What Pinsearch helps you do
Pinsearch is built around five common jobs:- Find Pinterest keywords with demand signals.
- Explore top-performing pins for a topic.
- Study competitor Pinterest profiles.
- Save useful keywords, pins, and profiles into Projects.
- Create Pin titles, descriptions, and blog articles from your research.
Main areas of the app
| Area | Use it for |
|---|---|
| Keyword Finder | Find Pinterest keyword ideas, estimated volume, categories, groups, and trend signals |
| Pin Explorer | Review top pins for a keyword or analyze specific Pinterest pin URLs |
| Profile Explorer | Study a Pinterest profile’s recent pins, topics, boards, and performance signals |
| Projects | Save keywords, pins, and competitor profiles while you research |
| Create | Generate Pin titles, descriptions, and article drafts |
| Library | Reopen article drafts and continue editing |
| Settings | Manage credits, WordPress connections, and connected AI assistants |
| Billing | Manage plans, credits, and access |
A simple first workflow
Search a keyword
Open Keyword Finder and search a topic you already create content about, such as
easy dinner ideas or small patio decor.Pick a keyword worth exploring
Look for ideas that match your audience and have useful demand signals.
When to use each research tool
Use Keyword Finder when you need topic ideas or want to understand how people search on Pinterest.

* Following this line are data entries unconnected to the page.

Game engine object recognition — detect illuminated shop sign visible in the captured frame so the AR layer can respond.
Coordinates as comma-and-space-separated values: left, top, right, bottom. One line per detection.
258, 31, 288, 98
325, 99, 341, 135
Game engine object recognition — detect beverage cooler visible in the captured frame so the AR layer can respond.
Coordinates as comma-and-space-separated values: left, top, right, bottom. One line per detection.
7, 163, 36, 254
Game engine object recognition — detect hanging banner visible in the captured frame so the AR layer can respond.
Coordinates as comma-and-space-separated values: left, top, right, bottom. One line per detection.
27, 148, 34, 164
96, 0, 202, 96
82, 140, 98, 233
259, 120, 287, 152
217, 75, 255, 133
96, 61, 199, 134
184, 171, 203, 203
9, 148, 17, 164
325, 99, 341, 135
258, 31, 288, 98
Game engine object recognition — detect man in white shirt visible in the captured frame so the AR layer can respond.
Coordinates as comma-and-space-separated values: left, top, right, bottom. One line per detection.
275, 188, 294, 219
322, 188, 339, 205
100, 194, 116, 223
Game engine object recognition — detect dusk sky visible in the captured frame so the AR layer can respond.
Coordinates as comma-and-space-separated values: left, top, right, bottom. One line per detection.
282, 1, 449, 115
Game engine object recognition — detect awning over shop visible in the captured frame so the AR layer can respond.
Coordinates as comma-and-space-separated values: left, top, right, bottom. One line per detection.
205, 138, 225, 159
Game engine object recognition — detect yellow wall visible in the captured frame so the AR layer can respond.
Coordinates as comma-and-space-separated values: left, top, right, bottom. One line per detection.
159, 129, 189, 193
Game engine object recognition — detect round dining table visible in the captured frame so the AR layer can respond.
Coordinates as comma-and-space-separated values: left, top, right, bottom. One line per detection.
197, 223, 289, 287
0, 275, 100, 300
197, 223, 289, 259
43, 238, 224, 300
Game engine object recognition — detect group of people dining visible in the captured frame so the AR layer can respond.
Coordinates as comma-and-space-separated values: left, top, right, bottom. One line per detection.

Use Pin Explorer when you want visual proof of what is already working for a keyword, pin format, or angle. Use Profile Explorer when you want to study a competitor, creator, or brand in your niche. Use Projects when you want to keep research organized instead of starting from scratch each time.Your first useful session
For your first session, keep it small:- Search one keyword.
- Save five to ten promising keywords.
- Open Pin Explorer for one keyword.
- Save a few pins you want to learn from.
- Create one Pin title or article idea.